Weather: [We had a little more sunshine yesterday but it is still (sadly) mostly overcast. I'm sure we'll find a tropical paradise sooner or later, but we'd expected to be there by now!]
Sailing conditions: [Seas are surprisingly flat, and wind remains favorable/useful. Currently sailing a beam reach to the SW with the wind from the south]
Food: [Egg Sandwiches for lunch, and Pasta for dinner... We normally eat pasta 3-4 times a week and this is the first time we've had it on this passage. Kyle has been asking WHEN are we going to have pasta? but I've wanted to be sure we use our fresh provisions before they need to be thrown out (due to rot or legislation); there is much we cannot take into Galapagos with us that must be eaten or discarded before we arrive.]
General Comments: [Given the (current) weather forecasts it looks as though a stop in the Galapagos is ON, I'm very excited and trying to make that cautiously excited. Yes, we are now in the Southern Pacific. We crossed the equator just before sunset yesterday (YAY!), a first for us and the boat. I bullied Kyle into a ceremony/toast to Neptune (which he eventually enjoyed)... Twilight only lasted about 20 minutes. The night-time bio-luminescence is AMAZING with the back of the boat creating rocket trails through the water, it's just magical to watch. Not much to see otherwise, the occasional bird circles us and moves on. Occasionally we see other boats on the AIS that are too far to see clearly by eye.]
Progress: so far we've made  nm on this passage and have  nm to go. Last 24 hours we made  nm.
Updated after the fact..
Turtles visit as we move so slowly through the water, and my favourite picture of Kyle sailing
[Kyle]Day eight was another no wind day, where we were barely able to keep enough water going over Begonia’s rudders to keep her at least pointed in the right direction. The sun finally came out though, so that tempered our disappointment with the wind.
At around noon we came across a large patch of trash and slime where two different currents converged. It was a disheartening sight, soda bottles, potato chip bags and miscellaneous plastic junk floating in a thin oily slime that was green with algae.

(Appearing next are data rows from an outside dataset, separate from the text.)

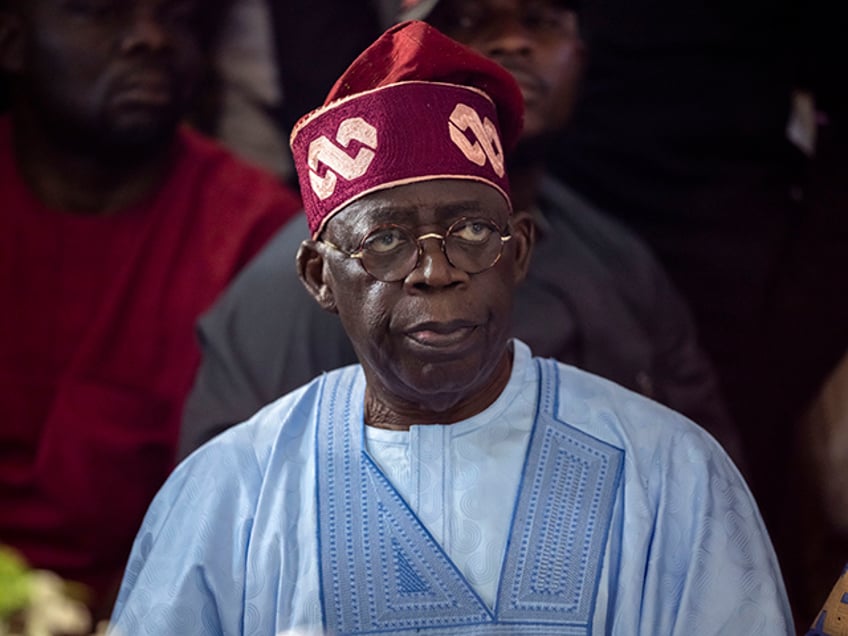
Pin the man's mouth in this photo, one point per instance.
(441, 335)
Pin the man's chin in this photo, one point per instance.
(140, 136)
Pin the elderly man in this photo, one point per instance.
(594, 296)
(118, 227)
(449, 483)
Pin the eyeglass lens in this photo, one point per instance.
(390, 253)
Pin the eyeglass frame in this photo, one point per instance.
(360, 250)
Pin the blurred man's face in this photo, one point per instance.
(538, 41)
(118, 72)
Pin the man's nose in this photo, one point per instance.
(507, 35)
(433, 268)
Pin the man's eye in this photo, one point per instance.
(384, 241)
(549, 19)
(182, 14)
(474, 231)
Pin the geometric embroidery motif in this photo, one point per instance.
(833, 618)
(561, 529)
(382, 572)
(409, 581)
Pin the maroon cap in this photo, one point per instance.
(414, 106)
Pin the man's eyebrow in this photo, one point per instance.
(399, 214)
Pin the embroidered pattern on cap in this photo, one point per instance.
(338, 162)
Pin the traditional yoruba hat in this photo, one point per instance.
(414, 106)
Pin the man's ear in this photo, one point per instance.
(312, 273)
(523, 239)
(11, 42)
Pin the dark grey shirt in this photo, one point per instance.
(595, 297)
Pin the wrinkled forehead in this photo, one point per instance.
(436, 202)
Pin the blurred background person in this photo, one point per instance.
(118, 227)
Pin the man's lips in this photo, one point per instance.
(150, 88)
(530, 83)
(441, 334)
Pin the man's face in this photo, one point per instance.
(117, 72)
(536, 40)
(437, 336)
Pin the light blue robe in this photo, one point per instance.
(617, 516)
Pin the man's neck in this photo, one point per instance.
(82, 182)
(526, 167)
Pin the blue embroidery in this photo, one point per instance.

We spotted a big sea turtle from a distance he looked like he was entangled in something so we altered course and crept over to take a better look. I thought he would startle when we got too close, but he seemed completely unbothered by our presence. We were able to get within a couple of feet of him before being sure he was fine; he was just enjoying a meal of garbage slime – yuk.
Over the next couple of hours we saw dozens of turtles, all were completely indifferent to our presence. Begonia was moving along at well under a knot, but I still expected the sight of such a large thing approaching and casting them in shadow would make them at least a little nervous. I passed one so closely that Begonia actually rubbed one of his flippers for 20ft or so. There was no reaction at all. A couple of others passed between the hulls, never pausing in their foraging.

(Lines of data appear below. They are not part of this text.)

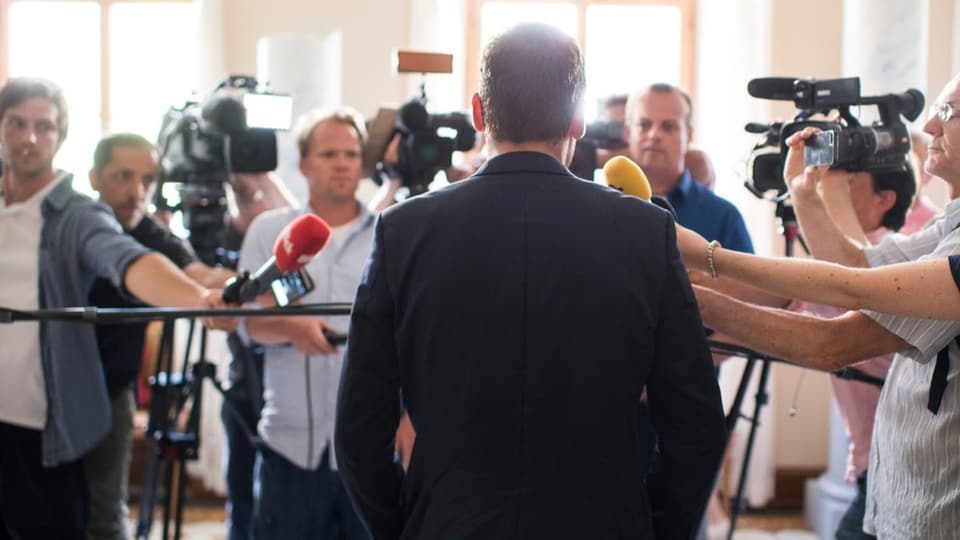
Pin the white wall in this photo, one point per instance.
(371, 30)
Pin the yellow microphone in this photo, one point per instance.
(623, 174)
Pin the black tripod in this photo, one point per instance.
(790, 230)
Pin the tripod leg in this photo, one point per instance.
(736, 505)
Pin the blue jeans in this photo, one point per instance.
(290, 502)
(851, 524)
(241, 456)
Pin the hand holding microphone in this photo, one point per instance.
(297, 245)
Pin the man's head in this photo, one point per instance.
(659, 130)
(124, 173)
(879, 198)
(330, 145)
(33, 125)
(531, 86)
(943, 152)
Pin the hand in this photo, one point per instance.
(693, 248)
(308, 336)
(213, 299)
(801, 180)
(404, 441)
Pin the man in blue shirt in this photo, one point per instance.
(53, 243)
(659, 130)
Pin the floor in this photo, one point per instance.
(206, 523)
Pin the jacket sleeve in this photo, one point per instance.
(368, 402)
(685, 407)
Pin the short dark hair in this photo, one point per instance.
(661, 88)
(309, 121)
(104, 150)
(903, 183)
(18, 90)
(531, 84)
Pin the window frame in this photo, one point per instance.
(105, 5)
(688, 21)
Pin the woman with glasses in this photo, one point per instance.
(928, 288)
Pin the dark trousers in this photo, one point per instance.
(851, 524)
(36, 502)
(291, 502)
(241, 457)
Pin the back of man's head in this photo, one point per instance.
(103, 153)
(904, 184)
(18, 90)
(531, 84)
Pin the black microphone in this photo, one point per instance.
(772, 88)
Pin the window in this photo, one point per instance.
(121, 64)
(616, 37)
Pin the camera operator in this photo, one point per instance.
(54, 405)
(124, 174)
(912, 493)
(295, 461)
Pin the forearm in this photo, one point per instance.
(156, 281)
(208, 276)
(272, 330)
(824, 344)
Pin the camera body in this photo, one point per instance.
(599, 134)
(203, 143)
(846, 144)
(427, 144)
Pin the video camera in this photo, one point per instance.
(599, 134)
(203, 143)
(427, 144)
(881, 147)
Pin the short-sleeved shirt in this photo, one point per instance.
(710, 215)
(300, 393)
(121, 345)
(913, 487)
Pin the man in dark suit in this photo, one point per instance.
(518, 314)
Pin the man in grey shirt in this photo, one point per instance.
(299, 493)
(53, 243)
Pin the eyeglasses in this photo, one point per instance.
(943, 111)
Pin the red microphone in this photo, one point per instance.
(298, 243)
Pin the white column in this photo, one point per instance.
(310, 68)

Later on we also saw about four groups of about seven or eight pilot whales each. These are members of the delphinius family between the size of other dolphins and orcas. The were mostly off in the middle distance, breaching and smacking their flukes in the water to stun the fish on which they were feeding. One group stopped what they were doing and came close enough for me to identify them.
On the ninth day, a 6kt wind filled in from the south-south-east and stayed there. After five days of tacking back and forth in light air we were finally able to point Begonia at the Galápagos and pick up some speed, putting miles between us and the South American mainland, and allowing us to finally start ticking off minutes of longitude in earnest.
On day Ten we finally crossed the equator at 4:24pm and the third day of Spring became the third day of Autumn. That must be why it was overcast and the temperature only 23 degrees Celsius (73 F).